Bank Syariah lahir sebagai salah satu solusi alternatif terhadap persoalan pertentangan
antara bunga bank dengan riba. Demikian kerinduan umat islam yang ingin melepaskan diri
dari persoalan riba telah mendapat jawaban dengan lahirnya Bank Syariah di Indonesia
pada sekitar tahun 90an atau tepatnya setelah ada peraturan pemerintah No.72 tahun 1992,
direvisi dengan UU No.10 tahun 1988. Pada Bank Syariah kedudukan hubungan antara Bank
dengan para kliennya adalah sebagai mitra investor dan pedagang, sedangkan pada Bank
konvensional pada umumnya, hubungan antara Bank dengan kliennya adalah sebagai
kreditur dan debitur. Dalam beberapa hal bank konvensional dan Bank Syariah memiliki
persamaan, terutama dalam sisi teknis penerimaan uang, mekanisme transfer teknologi
komputer yang digunakan untuk syarat-syarat umum memperoleh pembiayaan dan lain
sebagainya.

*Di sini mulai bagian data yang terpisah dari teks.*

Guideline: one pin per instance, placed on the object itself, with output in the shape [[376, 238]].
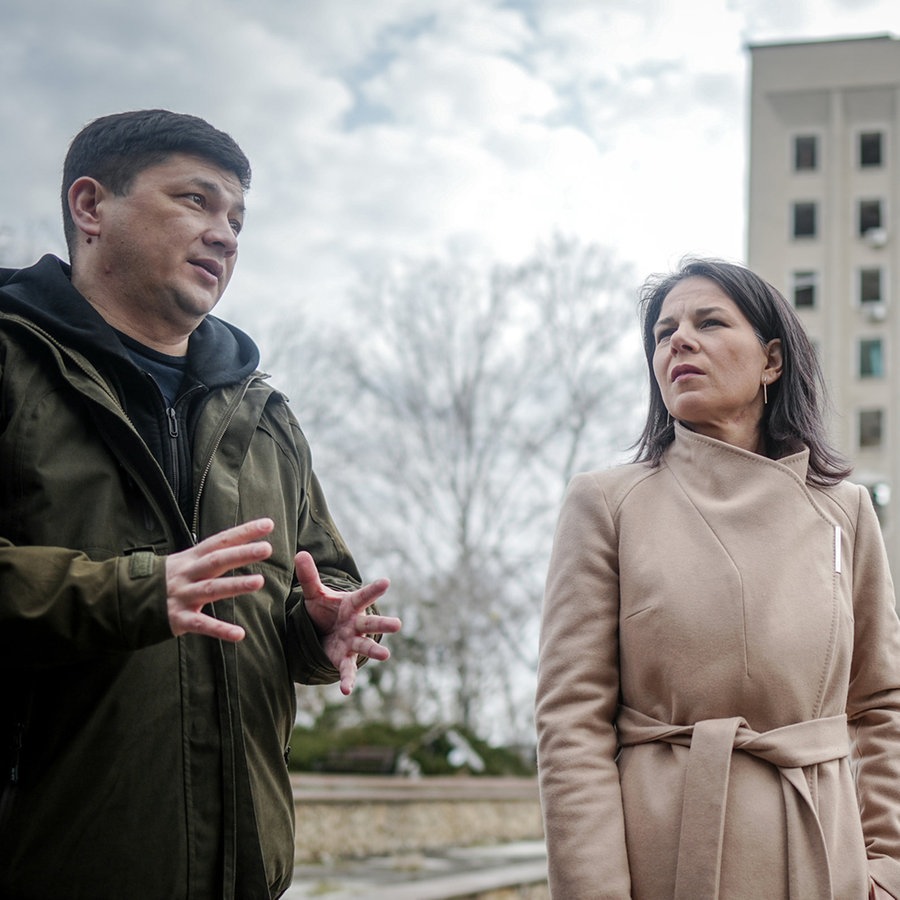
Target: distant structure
[[824, 227]]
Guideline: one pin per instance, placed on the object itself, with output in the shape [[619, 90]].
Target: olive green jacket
[[142, 765]]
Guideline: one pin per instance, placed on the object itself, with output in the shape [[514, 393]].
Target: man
[[161, 538]]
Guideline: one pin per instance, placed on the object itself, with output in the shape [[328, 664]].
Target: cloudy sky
[[382, 129]]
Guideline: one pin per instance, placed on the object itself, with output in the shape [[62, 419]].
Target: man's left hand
[[342, 620]]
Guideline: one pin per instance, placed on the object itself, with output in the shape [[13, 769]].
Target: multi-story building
[[824, 227]]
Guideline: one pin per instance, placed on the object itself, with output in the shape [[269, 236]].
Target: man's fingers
[[368, 594], [348, 671], [307, 574], [188, 622], [239, 534], [215, 563], [378, 624]]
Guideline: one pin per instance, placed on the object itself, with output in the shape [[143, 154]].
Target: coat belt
[[712, 743]]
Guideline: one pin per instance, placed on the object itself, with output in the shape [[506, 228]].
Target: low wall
[[375, 815]]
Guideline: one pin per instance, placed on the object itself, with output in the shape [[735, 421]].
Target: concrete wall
[[375, 815]]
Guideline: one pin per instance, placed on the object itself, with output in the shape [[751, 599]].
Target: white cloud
[[397, 127]]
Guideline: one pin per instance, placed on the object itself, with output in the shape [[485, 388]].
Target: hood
[[218, 353]]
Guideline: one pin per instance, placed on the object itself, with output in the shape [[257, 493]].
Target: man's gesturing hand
[[342, 619], [196, 576]]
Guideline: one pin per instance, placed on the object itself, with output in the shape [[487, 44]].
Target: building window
[[869, 215], [871, 358], [804, 290], [804, 219], [869, 149], [880, 492], [871, 427], [805, 153], [870, 286]]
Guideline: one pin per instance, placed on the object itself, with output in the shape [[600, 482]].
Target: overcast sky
[[379, 129]]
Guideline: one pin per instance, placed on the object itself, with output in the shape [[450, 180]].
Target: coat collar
[[717, 468]]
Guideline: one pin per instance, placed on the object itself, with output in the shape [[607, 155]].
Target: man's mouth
[[208, 265]]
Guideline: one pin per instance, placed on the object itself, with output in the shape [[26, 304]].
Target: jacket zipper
[[172, 417], [223, 427], [17, 744]]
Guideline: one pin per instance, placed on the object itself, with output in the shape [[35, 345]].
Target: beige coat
[[719, 655]]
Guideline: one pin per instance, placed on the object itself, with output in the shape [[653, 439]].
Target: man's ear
[[84, 197]]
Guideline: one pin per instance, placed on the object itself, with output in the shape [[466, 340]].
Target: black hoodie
[[218, 354]]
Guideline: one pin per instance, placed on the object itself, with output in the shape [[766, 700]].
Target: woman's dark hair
[[793, 415], [115, 149]]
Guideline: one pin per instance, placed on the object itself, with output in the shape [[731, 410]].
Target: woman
[[718, 704]]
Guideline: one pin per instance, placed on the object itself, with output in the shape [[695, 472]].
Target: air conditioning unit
[[875, 237], [875, 312]]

Bank syariah menjalankan setiap kegiatannya berdasarkan prinsip syariah yang
bersumber dari Al-Qur’an, Hadist, dan fatwa ulama (MUI). Hukum dari bank syariah juga
diatur dalam UU No. 7 Tahun 1992 tentang Perbankan. Kemudian landasan hukum ini dengan
Undang-Undang No. 10 Tahun 1998 dan Tahun 2008, UU No. 21 Tahun 2008 tentang
Perbankan Syariah. Undang-Undang tersebut menjadi dasar hukum khusus yang mengatur
kegiatan perbankan syariah, Di samping itu, bank syariah juga tunduk pada peraturan yang
dikeluarkan oleh BI/OJK serta fatwa yang dikeluarkan oleh DSN-MUI.1 Sementara itu, bank
konvensional memiliki sistem operasional yang bebas nilai. Maksudnya, bank konvensional
berdiri sendiri dan bebas dari nilai-nilai agama seperti yang dianut bank syariah. Bank
konvensional dapat menjalankan peranannya dan bebas melakukan kegiatan apa saja selama
mendatangkan keuntungan dan tidak melanggar peraturan perundang-undangan yang berlaku
dan peraturan-peraturan yang dikeluarkan oleh BI/OJK saja.

BAB III
PENUTUP
A. Kesimpulan
Bank konvensional yaitu bank yang dalam aktivitasnya, baik penghimpunan dana
maupun dalam rangka penyaluran dananya, memberikan dan mengenakan imbalan berupa
bunga atau sejumlah imbalan dalam persentase tertentu dari dana untuk suatu periode tertentu.
Persentase tertentu ini biasanya ditetapkan per tahun. Sedangkan Bank Syariah, yaitu bank
yang dalam aktivitasnya, baik penghimpunan dana maupun dalam rangka penyaluran dananya
memberikan dan mengenakan imbalan atas dasar prinsip syariah yaitu jual beli dan bagi hasil.
Perbedaan Bank Konvensional dengan Bank Syariah dapat dilihat dari perbedaan falsafah,
konsep pengelolaan dana nasabah, kewajiban mengelola zakat, dan struktur organisasinya. Di
mana Bank Konvensional berinvestasi pada usaha yang halal dan haram sedangkan Bank
Syariah berinvestasi pada usaha yang halal dan sesuai dengan prinsip-prinsip syariah yang
bersumber dari AL Qur’an dan AL Hadits.